At that time, China was still a controlled market, and Alibaba stood out. Exports from China were huge, especially smaller value, and larger ones would obviously probably be all in-person buying. 

“I think people have to keep that context. Now flip that context for India; what has happened? With China going through issues, Vietnam and Bangladesh are leveraging their experience; hopefully, we will too. There is now Make in India, MSME incentives …COVID.

"COVID has made tech go very deep so we can also have these kinds of marketplaces that can do it. But I think Alibaba is very, very context-specific. Indiamart in India is also a little context specific. The reality is that if you have to do it today, you have to be much more full stack,” Avnish adds. 

Volume vs Value 

Avnish explains the differentiation begins in the buying process: light touch versus deep touch. “Does it require a lot of hand holding…how many buyers? Most businesses would not buy anything without an approval committee, without multiple levels of approval,” Avnish says. 

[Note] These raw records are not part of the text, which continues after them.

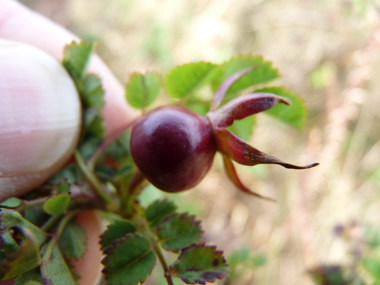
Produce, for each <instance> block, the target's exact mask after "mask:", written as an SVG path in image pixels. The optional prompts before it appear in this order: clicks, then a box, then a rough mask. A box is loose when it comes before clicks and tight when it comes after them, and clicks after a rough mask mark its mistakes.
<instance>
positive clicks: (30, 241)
mask: <svg viewBox="0 0 380 285" xmlns="http://www.w3.org/2000/svg"><path fill="white" fill-rule="evenodd" d="M11 230H12V238H14V241H15V242H17V244H18V249H17V252H15V253H13V254H8V255H7V256H6V257H5V264H2V263H3V262H1V263H0V279H4V280H6V279H10V278H14V277H16V276H18V275H20V274H22V273H24V272H27V271H29V270H31V269H33V268H36V267H38V266H39V265H40V262H41V256H40V246H39V242H38V239H37V237H36V235H35V234H34V233H33V232H32V231H31V230H30V229H28V228H26V227H20V226H15V227H13V228H12V229H11Z"/></svg>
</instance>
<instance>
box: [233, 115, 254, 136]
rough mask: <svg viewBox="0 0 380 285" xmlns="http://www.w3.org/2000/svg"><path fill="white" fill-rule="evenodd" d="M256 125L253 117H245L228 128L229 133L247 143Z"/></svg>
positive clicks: (236, 121) (236, 120) (250, 116)
mask: <svg viewBox="0 0 380 285" xmlns="http://www.w3.org/2000/svg"><path fill="white" fill-rule="evenodd" d="M255 124H256V118H255V117H254V116H249V117H245V118H244V119H242V120H235V121H234V123H233V124H232V125H231V126H229V127H228V128H227V129H229V130H230V131H231V132H233V133H234V134H235V135H237V136H238V137H239V138H241V139H242V140H244V141H249V139H250V138H251V136H252V134H253V128H254V127H255Z"/></svg>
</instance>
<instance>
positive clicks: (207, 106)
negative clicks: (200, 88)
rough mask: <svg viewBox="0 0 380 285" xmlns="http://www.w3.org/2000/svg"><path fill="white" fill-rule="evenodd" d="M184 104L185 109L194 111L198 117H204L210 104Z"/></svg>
mask: <svg viewBox="0 0 380 285" xmlns="http://www.w3.org/2000/svg"><path fill="white" fill-rule="evenodd" d="M185 103H186V108H188V109H190V110H191V111H194V112H195V113H197V114H198V115H201V116H205V115H206V114H207V113H208V111H210V103H209V102H207V103H205V102H199V103H188V102H185Z"/></svg>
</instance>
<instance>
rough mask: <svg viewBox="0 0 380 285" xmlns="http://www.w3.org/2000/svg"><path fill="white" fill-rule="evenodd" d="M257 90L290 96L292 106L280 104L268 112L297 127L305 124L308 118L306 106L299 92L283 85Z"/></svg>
mask: <svg viewBox="0 0 380 285" xmlns="http://www.w3.org/2000/svg"><path fill="white" fill-rule="evenodd" d="M255 92H269V93H273V94H276V95H278V96H282V97H285V98H288V99H289V100H290V102H291V105H290V106H286V105H284V104H278V105H276V106H274V107H273V108H272V109H270V110H268V111H266V113H267V114H269V115H271V116H273V117H275V118H277V119H279V120H281V121H283V122H285V123H287V124H289V125H291V126H293V127H296V128H301V127H302V126H303V125H304V124H305V122H306V118H307V115H306V107H305V104H304V102H303V101H302V99H301V98H300V97H299V96H298V95H297V94H295V93H293V92H292V91H290V90H287V89H285V88H282V87H270V88H264V89H260V90H256V91H255Z"/></svg>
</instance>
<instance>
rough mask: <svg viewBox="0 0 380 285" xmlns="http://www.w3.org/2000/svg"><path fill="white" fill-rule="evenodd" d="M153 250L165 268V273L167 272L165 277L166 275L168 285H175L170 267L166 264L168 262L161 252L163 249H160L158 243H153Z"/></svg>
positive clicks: (166, 278)
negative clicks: (174, 284)
mask: <svg viewBox="0 0 380 285" xmlns="http://www.w3.org/2000/svg"><path fill="white" fill-rule="evenodd" d="M153 249H154V251H155V252H156V254H157V256H158V259H159V261H160V263H161V265H162V267H163V268H164V271H165V274H164V275H165V278H166V281H167V282H168V285H174V283H173V279H172V276H171V275H170V272H169V267H168V265H167V264H166V260H165V258H164V256H163V254H162V252H161V249H160V248H159V246H158V245H157V244H156V243H153Z"/></svg>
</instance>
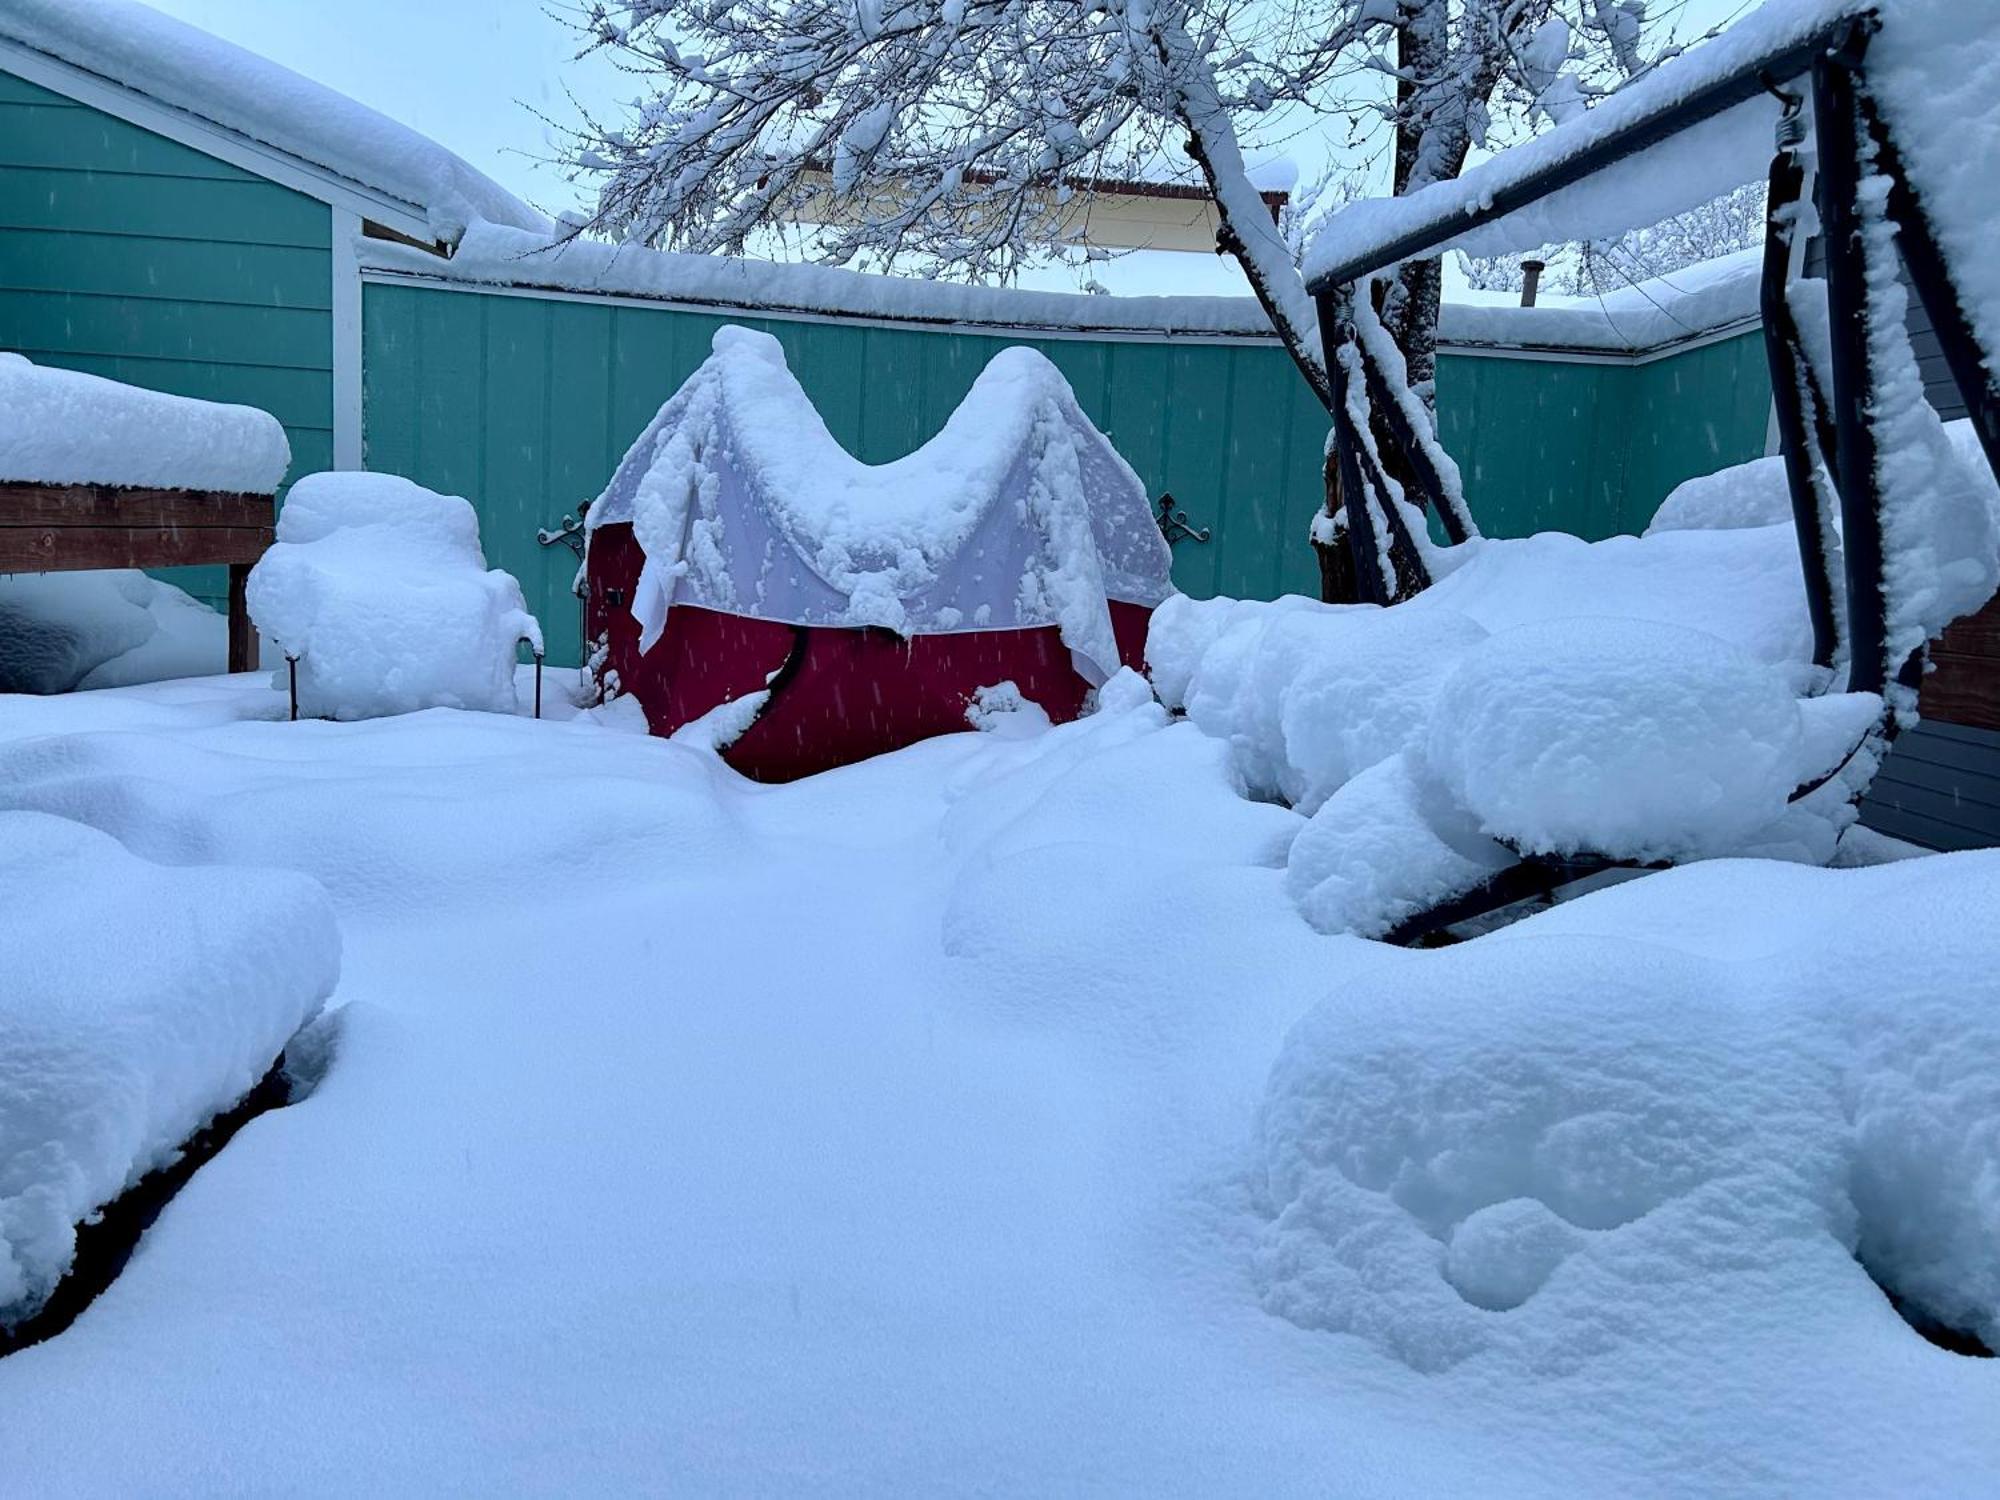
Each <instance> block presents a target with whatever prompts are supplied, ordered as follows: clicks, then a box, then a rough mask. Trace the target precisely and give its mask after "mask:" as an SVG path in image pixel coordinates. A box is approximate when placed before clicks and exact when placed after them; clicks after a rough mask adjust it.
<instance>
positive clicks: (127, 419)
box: [0, 352, 292, 494]
mask: <svg viewBox="0 0 2000 1500" xmlns="http://www.w3.org/2000/svg"><path fill="white" fill-rule="evenodd" d="M290 466H292V446H290V442H288V440H286V436H284V428H282V426H278V418H274V416H272V414H270V412H262V410H258V408H256V406H226V404H220V402H202V400H192V398H188V396H168V394H164V392H158V390H142V388H140V386H126V384H120V382H118V380H102V378H100V376H92V374H82V372H78V370H58V368H52V366H42V364H32V362H30V360H26V358H24V356H20V354H6V352H0V482H4V480H20V482H28V484H116V486H130V488H158V490H224V492H238V494H274V492H276V490H278V484H280V482H282V480H284V470H286V468H290Z"/></svg>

In volume versus value, in B2B ends up being a long sale cycle. It's higher value but once you get it there’s potentially a lot of repeat. B2C is higher volume and lower value. Pricing is very important - is it fixed, negotiated, or is there a contract?


B2B will often have volume discounts, and negotiated bespoke pricing. 

“I think in our framework the founder architect tends to be very different. B2C tends to be more ‘C’ as in consumer; B2B tends to be more ‘B’ for Business. So I think domain becomes critical. B2C guys have more customer insight and think differently on emerging trends.

"In B2B, if you’re providing logistics and payments, you can monetise all of that. In B2C typically, that’s taken as part of the service. Those are the differences; even though they’re converging, I think they’re significantly different,” Avnish says.